Ethereum (ETH) reserves on exchanges have dropped significantly to reach multi-year lows as the price of Ether continues to move sideways. Data shows that in February alone, investors withdrew about 31.6 million ETH from centralized exchanges, leading to the supply crunch. This volume marks the highest monthly level since November 2025.
While the supply crunch shows that Ethereum’s sell-side pressure is dropping, degens are rotating into new low-cap cryptocurrencies. Most are targeting top early-stage crypto projects for big gains in 2026.
Ether reserves hit multi-year lows
Data from CyptoQuant, as shared by market analyst Arab Chain, highlights that over 31.6 million ETH left major exchanges in February, marking the highest level achieved since November last year. Binance alone recorded 14.45 million ETH withdrawn, nearly half of the volume moved from exchanges, while OKX and Kraken came in second and third in ETH outflows.

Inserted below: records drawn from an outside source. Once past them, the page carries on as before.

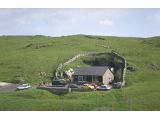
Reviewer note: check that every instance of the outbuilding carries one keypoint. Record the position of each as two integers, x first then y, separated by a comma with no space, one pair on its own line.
96,74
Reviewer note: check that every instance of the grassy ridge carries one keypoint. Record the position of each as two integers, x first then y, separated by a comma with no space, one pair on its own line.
26,56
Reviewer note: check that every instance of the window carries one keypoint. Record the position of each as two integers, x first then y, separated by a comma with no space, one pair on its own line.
80,78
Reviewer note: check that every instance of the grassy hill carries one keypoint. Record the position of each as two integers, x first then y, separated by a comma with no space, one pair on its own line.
24,57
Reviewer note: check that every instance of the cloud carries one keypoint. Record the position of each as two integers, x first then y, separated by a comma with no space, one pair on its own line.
154,17
106,22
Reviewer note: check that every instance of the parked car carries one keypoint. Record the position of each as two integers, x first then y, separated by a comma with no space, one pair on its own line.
59,82
23,86
95,85
104,87
73,86
117,85
89,86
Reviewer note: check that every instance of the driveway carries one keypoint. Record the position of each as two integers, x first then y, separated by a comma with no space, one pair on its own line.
7,87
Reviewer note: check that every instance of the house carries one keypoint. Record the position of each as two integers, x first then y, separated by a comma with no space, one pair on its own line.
97,74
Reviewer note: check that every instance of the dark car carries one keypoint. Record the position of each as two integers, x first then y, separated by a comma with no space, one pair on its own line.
59,83
73,86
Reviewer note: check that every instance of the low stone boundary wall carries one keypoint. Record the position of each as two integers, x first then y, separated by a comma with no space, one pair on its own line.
58,73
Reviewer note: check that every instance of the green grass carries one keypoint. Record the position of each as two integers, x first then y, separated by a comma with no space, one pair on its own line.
21,58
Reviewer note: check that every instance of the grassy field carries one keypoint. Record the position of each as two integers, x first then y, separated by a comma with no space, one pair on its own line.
24,57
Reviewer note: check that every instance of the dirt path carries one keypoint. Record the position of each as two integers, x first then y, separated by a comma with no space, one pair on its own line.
7,87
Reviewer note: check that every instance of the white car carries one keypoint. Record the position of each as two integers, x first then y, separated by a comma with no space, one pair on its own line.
23,86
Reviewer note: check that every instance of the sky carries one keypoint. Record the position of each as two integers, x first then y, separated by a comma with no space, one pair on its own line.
60,22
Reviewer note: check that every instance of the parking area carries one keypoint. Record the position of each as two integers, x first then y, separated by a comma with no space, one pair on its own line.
7,87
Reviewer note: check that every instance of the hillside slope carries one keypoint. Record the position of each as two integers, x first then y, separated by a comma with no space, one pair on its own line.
24,57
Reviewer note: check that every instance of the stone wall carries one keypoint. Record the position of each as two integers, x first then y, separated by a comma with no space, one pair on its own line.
59,70
124,67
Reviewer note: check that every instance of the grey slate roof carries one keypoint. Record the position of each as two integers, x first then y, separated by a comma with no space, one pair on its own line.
99,71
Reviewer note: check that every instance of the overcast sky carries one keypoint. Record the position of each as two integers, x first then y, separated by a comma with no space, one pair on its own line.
57,22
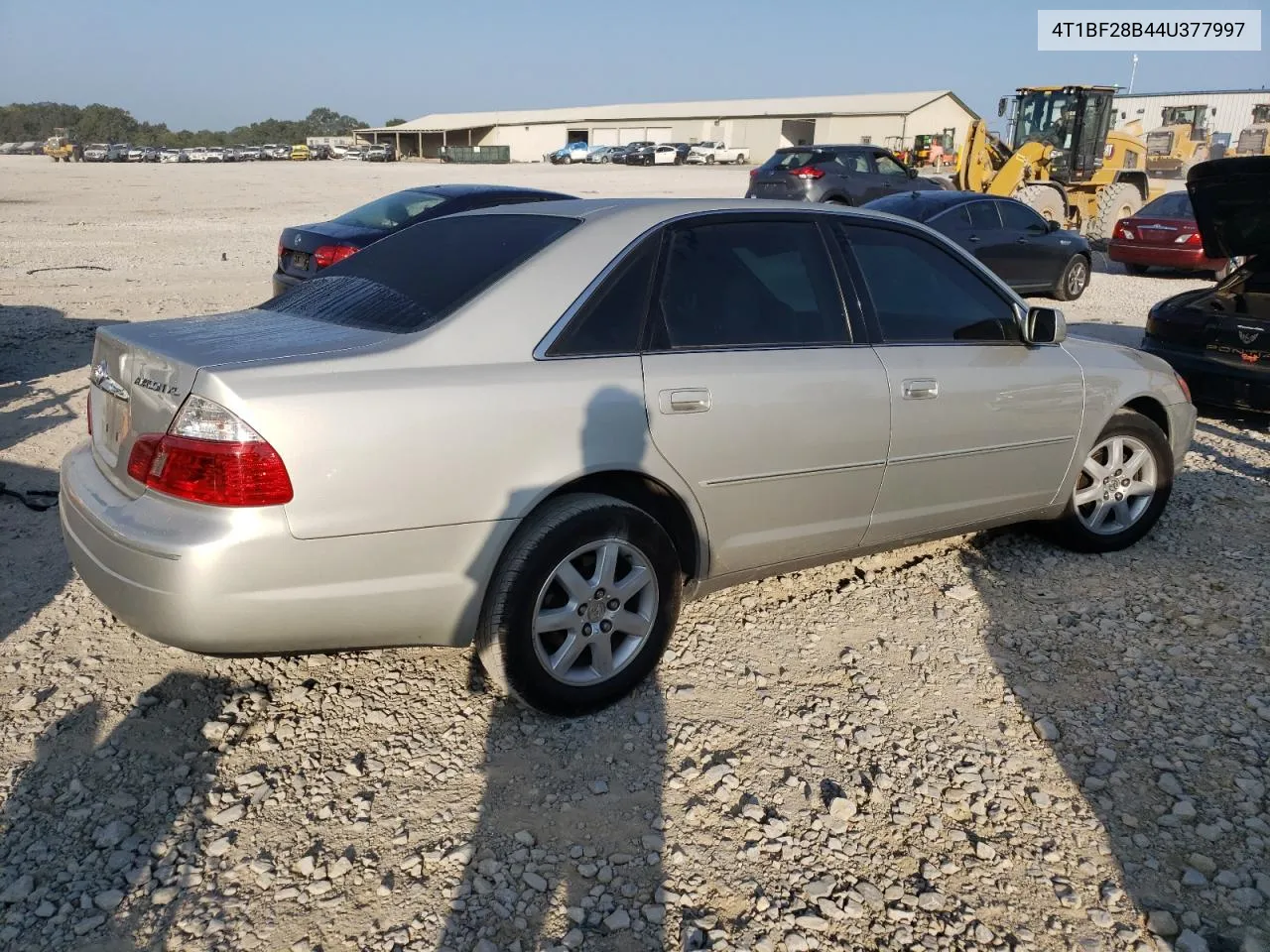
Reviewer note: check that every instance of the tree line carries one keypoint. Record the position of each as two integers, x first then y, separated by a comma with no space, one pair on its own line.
26,122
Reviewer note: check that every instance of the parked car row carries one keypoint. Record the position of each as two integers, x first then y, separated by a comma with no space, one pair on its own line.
126,153
647,153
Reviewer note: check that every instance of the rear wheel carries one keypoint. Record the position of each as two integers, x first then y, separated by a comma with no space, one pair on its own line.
1115,202
580,606
1120,490
1075,280
1046,200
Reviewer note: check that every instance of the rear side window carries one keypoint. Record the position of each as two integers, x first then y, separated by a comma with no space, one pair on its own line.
922,295
1175,204
611,321
748,285
412,280
983,216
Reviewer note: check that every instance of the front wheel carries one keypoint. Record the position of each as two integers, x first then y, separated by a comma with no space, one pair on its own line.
1120,490
580,606
1075,280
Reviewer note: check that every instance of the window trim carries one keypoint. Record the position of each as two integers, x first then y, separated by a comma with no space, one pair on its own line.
991,281
739,217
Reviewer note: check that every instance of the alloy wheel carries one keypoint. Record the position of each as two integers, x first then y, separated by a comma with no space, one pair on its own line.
1116,484
594,612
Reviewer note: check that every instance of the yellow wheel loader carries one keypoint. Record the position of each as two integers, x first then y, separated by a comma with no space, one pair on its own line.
1182,141
60,148
1061,157
1255,139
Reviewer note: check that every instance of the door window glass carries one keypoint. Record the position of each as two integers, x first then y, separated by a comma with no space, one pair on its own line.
749,285
921,294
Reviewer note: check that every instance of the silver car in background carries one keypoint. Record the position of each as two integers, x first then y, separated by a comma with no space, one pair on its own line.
541,428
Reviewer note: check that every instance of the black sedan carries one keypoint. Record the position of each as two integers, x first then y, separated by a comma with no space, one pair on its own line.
1218,338
1029,253
304,250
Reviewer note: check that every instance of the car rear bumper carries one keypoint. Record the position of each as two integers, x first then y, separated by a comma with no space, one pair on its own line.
229,581
1213,381
1164,257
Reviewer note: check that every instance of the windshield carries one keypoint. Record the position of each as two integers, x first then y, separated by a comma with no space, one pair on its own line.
391,211
1046,117
1175,204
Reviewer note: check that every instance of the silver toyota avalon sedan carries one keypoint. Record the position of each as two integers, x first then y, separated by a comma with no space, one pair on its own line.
541,428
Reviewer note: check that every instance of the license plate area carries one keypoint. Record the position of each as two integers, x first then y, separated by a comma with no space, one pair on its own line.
112,419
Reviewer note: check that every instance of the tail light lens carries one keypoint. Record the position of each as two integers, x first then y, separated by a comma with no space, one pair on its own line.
211,456
327,255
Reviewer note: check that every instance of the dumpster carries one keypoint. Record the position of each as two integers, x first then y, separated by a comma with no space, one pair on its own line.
475,154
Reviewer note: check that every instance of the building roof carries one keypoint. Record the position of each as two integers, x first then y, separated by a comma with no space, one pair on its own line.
1261,91
867,104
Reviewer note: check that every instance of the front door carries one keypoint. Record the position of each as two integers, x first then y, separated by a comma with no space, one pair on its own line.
983,425
757,395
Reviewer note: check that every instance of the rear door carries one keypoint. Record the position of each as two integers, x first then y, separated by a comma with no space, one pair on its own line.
1030,255
890,175
758,393
983,425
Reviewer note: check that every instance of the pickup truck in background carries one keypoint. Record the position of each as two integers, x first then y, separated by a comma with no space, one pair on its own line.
712,151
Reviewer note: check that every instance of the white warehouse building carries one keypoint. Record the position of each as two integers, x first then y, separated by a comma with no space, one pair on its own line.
1229,111
760,125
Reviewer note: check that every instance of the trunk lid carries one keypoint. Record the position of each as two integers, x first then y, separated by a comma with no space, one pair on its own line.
1230,198
141,372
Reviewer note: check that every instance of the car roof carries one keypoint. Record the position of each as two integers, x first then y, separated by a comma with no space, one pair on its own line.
644,213
458,189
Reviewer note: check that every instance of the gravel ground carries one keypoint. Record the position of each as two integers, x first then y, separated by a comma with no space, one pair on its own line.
976,744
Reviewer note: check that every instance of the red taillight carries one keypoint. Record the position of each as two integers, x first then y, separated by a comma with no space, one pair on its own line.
209,456
327,255
211,471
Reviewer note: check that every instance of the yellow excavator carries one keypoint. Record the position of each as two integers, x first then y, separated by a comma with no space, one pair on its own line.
62,148
1182,141
1061,157
1255,139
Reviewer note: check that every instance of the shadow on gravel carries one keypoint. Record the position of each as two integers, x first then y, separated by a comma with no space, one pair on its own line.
1144,670
95,834
37,343
571,814
33,562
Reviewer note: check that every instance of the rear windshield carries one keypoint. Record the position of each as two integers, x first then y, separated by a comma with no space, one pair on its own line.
1175,204
412,280
908,206
797,159
391,211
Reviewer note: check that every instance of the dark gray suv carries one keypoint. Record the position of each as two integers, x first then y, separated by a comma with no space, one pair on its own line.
835,175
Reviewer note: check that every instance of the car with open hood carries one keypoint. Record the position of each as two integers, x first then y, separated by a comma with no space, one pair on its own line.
1218,338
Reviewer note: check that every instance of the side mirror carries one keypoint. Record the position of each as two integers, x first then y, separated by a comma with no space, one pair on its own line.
1044,325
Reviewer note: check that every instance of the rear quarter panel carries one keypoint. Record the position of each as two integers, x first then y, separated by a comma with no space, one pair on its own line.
1114,377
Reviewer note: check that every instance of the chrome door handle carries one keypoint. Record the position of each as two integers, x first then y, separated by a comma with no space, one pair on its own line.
694,400
921,389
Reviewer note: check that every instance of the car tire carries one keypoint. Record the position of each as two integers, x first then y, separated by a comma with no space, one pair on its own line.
1075,280
563,539
1115,202
1084,526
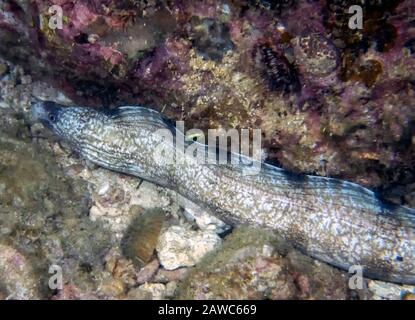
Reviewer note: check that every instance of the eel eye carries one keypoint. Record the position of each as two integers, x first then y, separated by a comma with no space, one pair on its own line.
51,117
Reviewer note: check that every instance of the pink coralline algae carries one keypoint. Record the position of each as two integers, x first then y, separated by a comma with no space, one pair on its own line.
329,100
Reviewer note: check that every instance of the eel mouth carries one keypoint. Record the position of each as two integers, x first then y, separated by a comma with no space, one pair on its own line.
38,110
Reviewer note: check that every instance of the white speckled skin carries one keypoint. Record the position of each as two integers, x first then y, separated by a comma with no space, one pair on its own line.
335,221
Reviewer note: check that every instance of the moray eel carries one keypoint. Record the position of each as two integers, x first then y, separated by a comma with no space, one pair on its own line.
335,221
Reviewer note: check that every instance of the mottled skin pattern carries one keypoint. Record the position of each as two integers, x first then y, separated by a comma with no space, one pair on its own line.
335,221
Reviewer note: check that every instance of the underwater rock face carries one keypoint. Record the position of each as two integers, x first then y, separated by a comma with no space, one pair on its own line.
345,111
249,267
293,69
315,54
181,247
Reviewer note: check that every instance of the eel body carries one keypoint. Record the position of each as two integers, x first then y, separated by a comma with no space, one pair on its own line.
335,221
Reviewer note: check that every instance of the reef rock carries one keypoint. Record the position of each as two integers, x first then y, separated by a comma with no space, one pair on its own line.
181,247
249,266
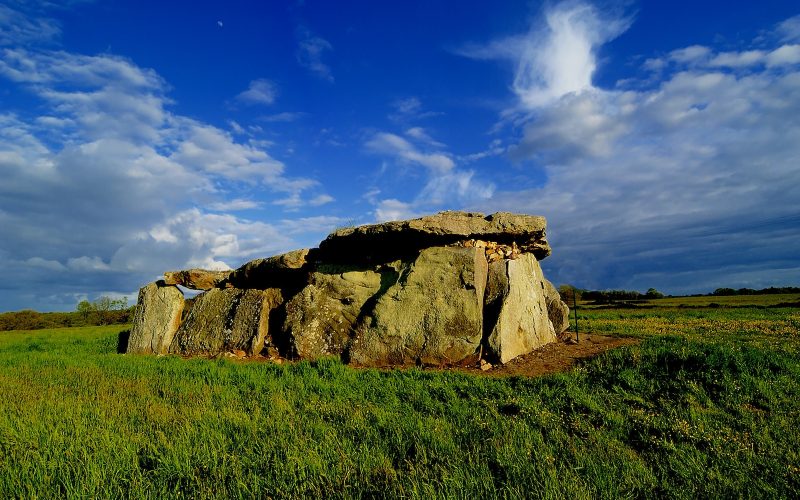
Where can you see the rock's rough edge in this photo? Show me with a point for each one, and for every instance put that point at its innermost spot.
(504, 237)
(395, 238)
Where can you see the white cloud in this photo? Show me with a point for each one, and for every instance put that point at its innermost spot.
(410, 108)
(557, 57)
(234, 205)
(685, 184)
(283, 117)
(85, 263)
(784, 55)
(392, 209)
(394, 145)
(51, 265)
(690, 55)
(102, 186)
(421, 135)
(261, 91)
(310, 50)
(738, 59)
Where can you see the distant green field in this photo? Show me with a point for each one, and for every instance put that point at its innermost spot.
(706, 301)
(706, 406)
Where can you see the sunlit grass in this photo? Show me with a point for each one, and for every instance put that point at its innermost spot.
(706, 406)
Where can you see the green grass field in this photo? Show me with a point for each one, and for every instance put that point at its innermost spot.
(708, 405)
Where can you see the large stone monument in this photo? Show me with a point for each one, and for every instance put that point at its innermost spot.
(447, 289)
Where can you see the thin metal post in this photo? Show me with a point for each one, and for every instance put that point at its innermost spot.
(575, 308)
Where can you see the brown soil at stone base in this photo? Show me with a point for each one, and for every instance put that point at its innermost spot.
(556, 357)
(552, 358)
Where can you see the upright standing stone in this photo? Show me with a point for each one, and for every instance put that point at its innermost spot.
(319, 319)
(432, 315)
(557, 310)
(522, 323)
(157, 318)
(226, 320)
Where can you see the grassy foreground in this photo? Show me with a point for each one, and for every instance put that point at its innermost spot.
(707, 406)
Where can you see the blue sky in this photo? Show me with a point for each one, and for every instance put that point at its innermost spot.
(660, 139)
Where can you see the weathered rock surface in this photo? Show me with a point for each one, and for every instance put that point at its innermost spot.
(197, 279)
(522, 323)
(320, 318)
(157, 318)
(272, 272)
(557, 310)
(390, 240)
(227, 320)
(451, 288)
(432, 314)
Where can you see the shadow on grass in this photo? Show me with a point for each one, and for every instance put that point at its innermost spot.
(122, 341)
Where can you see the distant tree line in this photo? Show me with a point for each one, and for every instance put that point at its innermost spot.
(611, 296)
(750, 291)
(103, 311)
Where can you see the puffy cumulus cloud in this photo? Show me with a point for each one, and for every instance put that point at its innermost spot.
(687, 185)
(557, 56)
(261, 91)
(100, 190)
(193, 238)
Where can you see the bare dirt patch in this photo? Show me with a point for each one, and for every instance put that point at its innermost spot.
(555, 357)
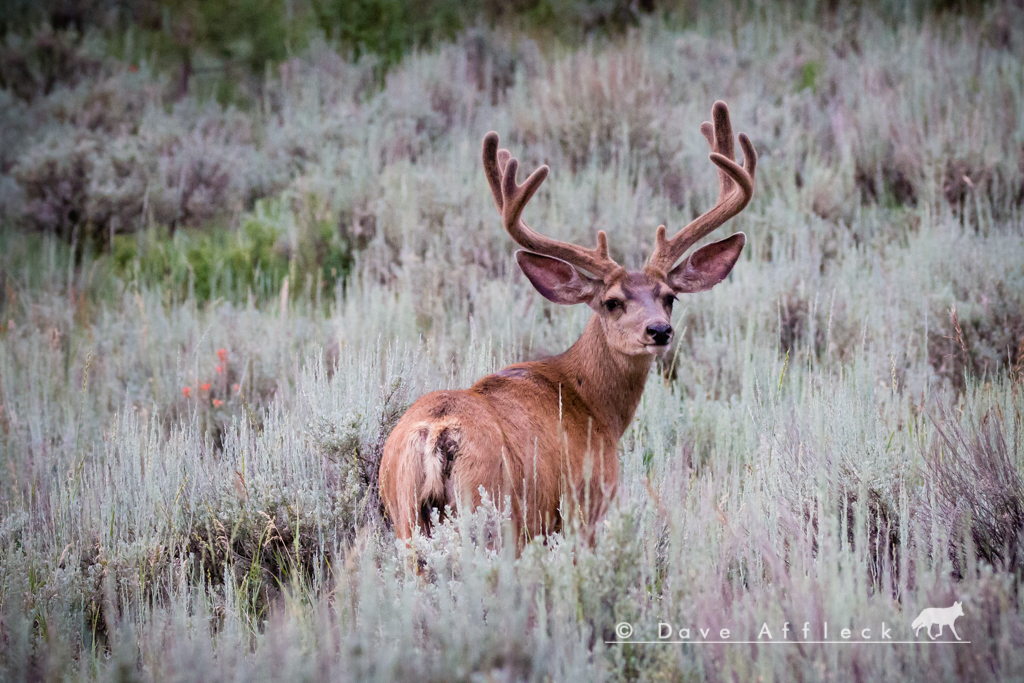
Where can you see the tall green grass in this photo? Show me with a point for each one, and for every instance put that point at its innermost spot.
(187, 480)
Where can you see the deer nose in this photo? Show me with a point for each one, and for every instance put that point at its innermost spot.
(660, 333)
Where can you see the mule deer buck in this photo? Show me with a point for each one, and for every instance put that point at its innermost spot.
(547, 430)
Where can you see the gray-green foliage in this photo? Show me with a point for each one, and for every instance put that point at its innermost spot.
(784, 464)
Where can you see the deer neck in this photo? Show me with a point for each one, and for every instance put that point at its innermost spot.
(609, 383)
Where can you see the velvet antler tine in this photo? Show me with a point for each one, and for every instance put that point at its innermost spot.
(724, 141)
(492, 168)
(709, 132)
(750, 156)
(735, 188)
(511, 199)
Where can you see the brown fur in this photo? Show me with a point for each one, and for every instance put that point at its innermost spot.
(545, 433)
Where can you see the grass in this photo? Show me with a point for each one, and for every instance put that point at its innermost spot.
(187, 488)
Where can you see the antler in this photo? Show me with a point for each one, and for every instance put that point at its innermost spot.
(735, 189)
(510, 199)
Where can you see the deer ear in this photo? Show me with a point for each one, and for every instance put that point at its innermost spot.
(708, 265)
(556, 280)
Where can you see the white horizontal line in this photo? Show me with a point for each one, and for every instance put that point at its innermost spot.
(787, 642)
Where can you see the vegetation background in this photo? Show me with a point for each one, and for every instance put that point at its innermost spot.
(238, 239)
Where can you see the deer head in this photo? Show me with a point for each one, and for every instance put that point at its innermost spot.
(634, 306)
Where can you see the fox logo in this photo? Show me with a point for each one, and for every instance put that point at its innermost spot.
(941, 615)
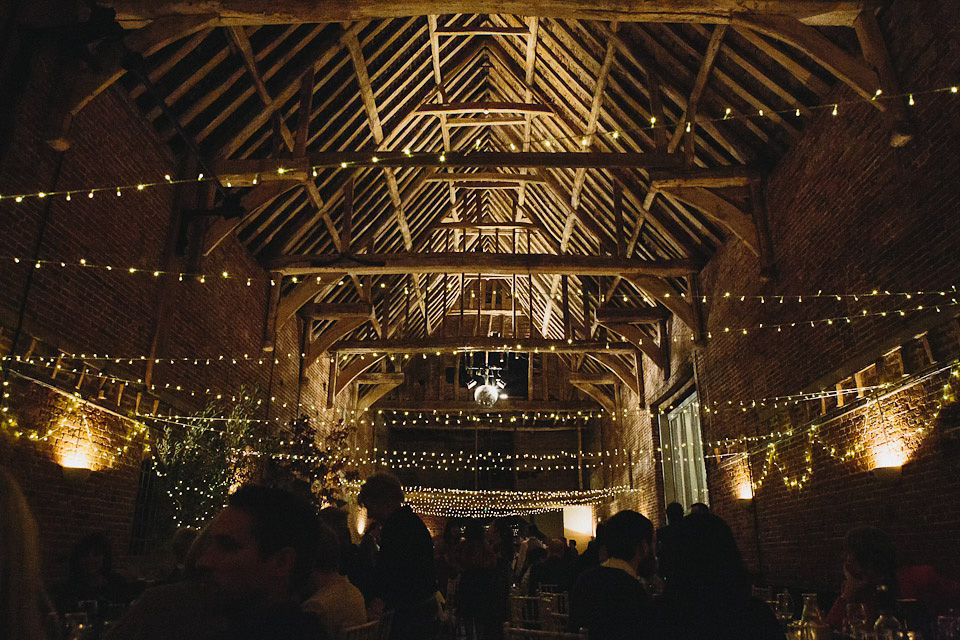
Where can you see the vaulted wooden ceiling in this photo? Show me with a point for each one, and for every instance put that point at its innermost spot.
(333, 121)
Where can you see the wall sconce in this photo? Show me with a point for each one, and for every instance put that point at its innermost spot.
(76, 475)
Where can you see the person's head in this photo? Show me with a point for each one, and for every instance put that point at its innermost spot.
(336, 519)
(709, 567)
(555, 548)
(381, 495)
(21, 590)
(260, 549)
(180, 544)
(91, 557)
(628, 536)
(327, 559)
(868, 554)
(674, 512)
(474, 531)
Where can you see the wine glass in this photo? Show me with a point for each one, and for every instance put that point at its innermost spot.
(784, 606)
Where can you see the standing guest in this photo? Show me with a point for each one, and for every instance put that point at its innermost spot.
(609, 600)
(91, 577)
(252, 565)
(869, 562)
(335, 600)
(404, 579)
(709, 594)
(183, 539)
(476, 592)
(667, 541)
(555, 570)
(24, 607)
(336, 519)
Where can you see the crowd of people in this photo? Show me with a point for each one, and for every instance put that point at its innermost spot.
(268, 566)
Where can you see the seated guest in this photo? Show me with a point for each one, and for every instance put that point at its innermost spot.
(555, 570)
(608, 600)
(709, 593)
(335, 600)
(251, 565)
(92, 578)
(869, 562)
(24, 608)
(403, 577)
(477, 601)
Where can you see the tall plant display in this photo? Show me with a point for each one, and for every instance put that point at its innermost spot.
(198, 460)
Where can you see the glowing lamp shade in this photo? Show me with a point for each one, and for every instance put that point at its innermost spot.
(486, 395)
(579, 523)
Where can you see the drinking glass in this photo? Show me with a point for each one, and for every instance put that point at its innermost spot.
(784, 606)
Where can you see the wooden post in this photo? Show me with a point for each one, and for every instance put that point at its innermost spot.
(580, 456)
(332, 381)
(346, 231)
(618, 217)
(273, 303)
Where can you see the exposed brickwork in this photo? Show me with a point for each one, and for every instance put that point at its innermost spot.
(87, 310)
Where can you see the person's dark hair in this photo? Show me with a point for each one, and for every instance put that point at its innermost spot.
(623, 531)
(709, 565)
(281, 519)
(874, 552)
(474, 530)
(380, 486)
(96, 542)
(328, 551)
(674, 512)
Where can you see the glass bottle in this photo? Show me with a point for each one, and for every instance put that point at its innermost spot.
(887, 626)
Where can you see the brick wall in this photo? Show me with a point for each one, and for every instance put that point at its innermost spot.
(848, 214)
(87, 310)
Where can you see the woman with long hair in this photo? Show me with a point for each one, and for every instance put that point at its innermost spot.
(24, 606)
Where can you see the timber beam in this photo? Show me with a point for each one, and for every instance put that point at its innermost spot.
(647, 315)
(243, 172)
(480, 263)
(134, 13)
(713, 178)
(328, 311)
(451, 344)
(602, 398)
(484, 107)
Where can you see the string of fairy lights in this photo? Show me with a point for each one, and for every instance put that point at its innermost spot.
(581, 140)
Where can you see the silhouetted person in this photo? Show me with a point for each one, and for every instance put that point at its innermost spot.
(92, 578)
(667, 541)
(24, 607)
(476, 592)
(404, 579)
(555, 570)
(870, 563)
(609, 600)
(335, 600)
(248, 569)
(709, 594)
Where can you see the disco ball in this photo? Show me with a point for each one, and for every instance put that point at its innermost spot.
(486, 395)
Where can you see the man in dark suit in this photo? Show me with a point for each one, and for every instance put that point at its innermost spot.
(609, 600)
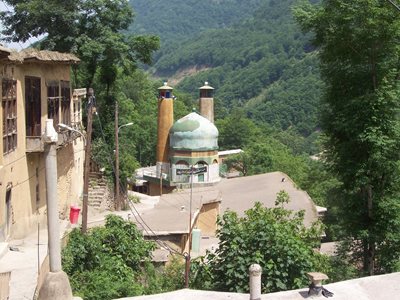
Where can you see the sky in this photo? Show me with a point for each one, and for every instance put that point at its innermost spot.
(17, 46)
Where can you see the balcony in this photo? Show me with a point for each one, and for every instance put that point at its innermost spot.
(35, 144)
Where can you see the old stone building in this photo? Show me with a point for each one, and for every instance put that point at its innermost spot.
(36, 86)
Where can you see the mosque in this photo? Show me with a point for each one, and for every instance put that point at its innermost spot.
(187, 150)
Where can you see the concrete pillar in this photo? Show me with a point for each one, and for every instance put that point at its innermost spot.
(56, 283)
(255, 282)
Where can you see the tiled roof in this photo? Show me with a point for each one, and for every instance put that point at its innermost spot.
(43, 56)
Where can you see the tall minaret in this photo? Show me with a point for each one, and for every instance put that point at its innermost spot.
(207, 102)
(165, 122)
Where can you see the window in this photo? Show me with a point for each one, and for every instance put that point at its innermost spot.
(9, 105)
(65, 103)
(33, 106)
(53, 102)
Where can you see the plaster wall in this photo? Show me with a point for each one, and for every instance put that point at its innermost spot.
(207, 219)
(24, 173)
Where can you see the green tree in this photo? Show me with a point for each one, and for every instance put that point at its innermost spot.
(275, 238)
(359, 59)
(114, 261)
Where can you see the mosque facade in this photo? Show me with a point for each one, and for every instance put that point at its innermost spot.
(187, 150)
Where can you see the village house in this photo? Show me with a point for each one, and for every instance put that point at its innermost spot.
(36, 86)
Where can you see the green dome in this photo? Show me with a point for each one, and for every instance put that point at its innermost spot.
(195, 133)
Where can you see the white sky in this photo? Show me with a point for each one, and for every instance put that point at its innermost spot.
(17, 46)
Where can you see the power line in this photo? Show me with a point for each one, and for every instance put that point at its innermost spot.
(137, 215)
(394, 4)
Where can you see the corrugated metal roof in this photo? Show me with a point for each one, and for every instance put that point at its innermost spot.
(165, 87)
(206, 87)
(4, 52)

In tandem, Binance’s Ether reserves have dropped to about 3.46 million ETH, the lowest level since 2020. The drop in Ethereum reserves signals a shift in investor behavior, signaling that investors are moving their assets off exchanges for long-term storage. This suggests Ethereum investors are less inclined to sell in the short term, which can reduce selling pressure.
The supply crunch may result in a bullish expansion for ETH as selling pressure declines. As a result, Ethereum may edge higher into the $2,000s region. On February 4, Ethereum traded at $2,075, having climbed by 6.4% on the day. The rally signals a resurgence in momentum across Ether as investors regain confidence in the asset.